[Blog] | [arXiv] | [HuggingFace 🤗]
This repository contains code for reproducing the results in the paper "Caduceus: Bi-Directional Equivariant Long-Range DNA Sequence Modeling," Schiff et al. (2024).
We have uploaded a pre-trained Caduceus model to the Huggingface hub. The available models are:
- Caduceus-Ph: kuleshov-group/caduceus-ph_seqlen-131k_d_model-256_n_layer-16
- Trained on sequences of length 131k, with a model size of 256 and 16 layers.
- Trained for 50k steps and batch size of 8.
- Trained with reverse-complement (RC) data augmentation.
- Caduceus-PS: kuleshov-group/caduceus-ps_seqlen-131k_d_model-256_n_layer-16
- Trained on sequences of length 131k, with a model size of 256 and 16 layers.
- Trained for 50k steps and batch size of 8.
- Model is RC equivariant, hence no RC data augmentation is required.

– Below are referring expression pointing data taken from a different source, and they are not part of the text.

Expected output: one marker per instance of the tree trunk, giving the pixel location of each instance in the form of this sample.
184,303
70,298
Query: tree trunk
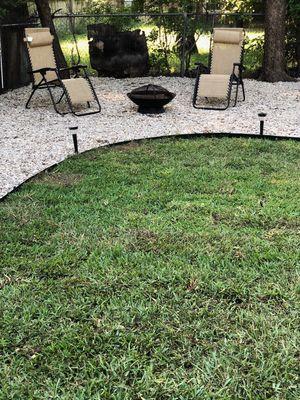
274,63
44,12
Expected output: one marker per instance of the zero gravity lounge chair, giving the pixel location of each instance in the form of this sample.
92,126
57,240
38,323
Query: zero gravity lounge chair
224,72
78,90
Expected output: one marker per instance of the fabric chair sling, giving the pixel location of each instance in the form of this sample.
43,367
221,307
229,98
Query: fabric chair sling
77,90
225,69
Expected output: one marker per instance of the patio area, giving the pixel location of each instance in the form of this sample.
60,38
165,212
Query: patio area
32,140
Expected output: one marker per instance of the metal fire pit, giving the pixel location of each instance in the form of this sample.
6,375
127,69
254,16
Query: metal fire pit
151,99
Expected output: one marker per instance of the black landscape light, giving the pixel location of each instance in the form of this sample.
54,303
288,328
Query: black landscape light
261,117
74,135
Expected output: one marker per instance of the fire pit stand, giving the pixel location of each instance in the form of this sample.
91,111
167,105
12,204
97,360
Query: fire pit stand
151,99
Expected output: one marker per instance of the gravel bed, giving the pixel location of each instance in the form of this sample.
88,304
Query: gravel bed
32,140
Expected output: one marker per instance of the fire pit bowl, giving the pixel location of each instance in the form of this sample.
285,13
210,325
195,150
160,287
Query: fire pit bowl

You can either use the pre-trained model directly within your trainer scripts or modify the config that initializes the model.
To use the pre-trained model for masked language modeling, use the following snippet:
from transformers import AutoModelForMaskedLM, AutoTokenizer
# See the `Caduceus` collection page on the hub for list of available models.
model_name = "kuleshov-group/caduceus-ph_seqlen-131k_d_model-256_n_layer-16"
tokenizer = AutoTokenizer.from_pretrained(model_name)
model = AutoModelForMaskedLM.from_pretrained(model_name)
Alternatively, you can instantiate a model from scratch to train on your own data as follows:
from transformers import AutoConfig, AutoModelForMaskedLM
# Add any config overrides here, see the `config.json` file on the hub for details.
config_overrides = {}
# See the `Caduceus` collection page on the hub for list of available models.
config = AutoConfig.from_pretrained(
"kuleshov-group/caduceus-ph_seqlen-131k_d_model-256_n_layer-16",
**config_overrides,
)
model = AutoModelForMaskedLM.from_config(config)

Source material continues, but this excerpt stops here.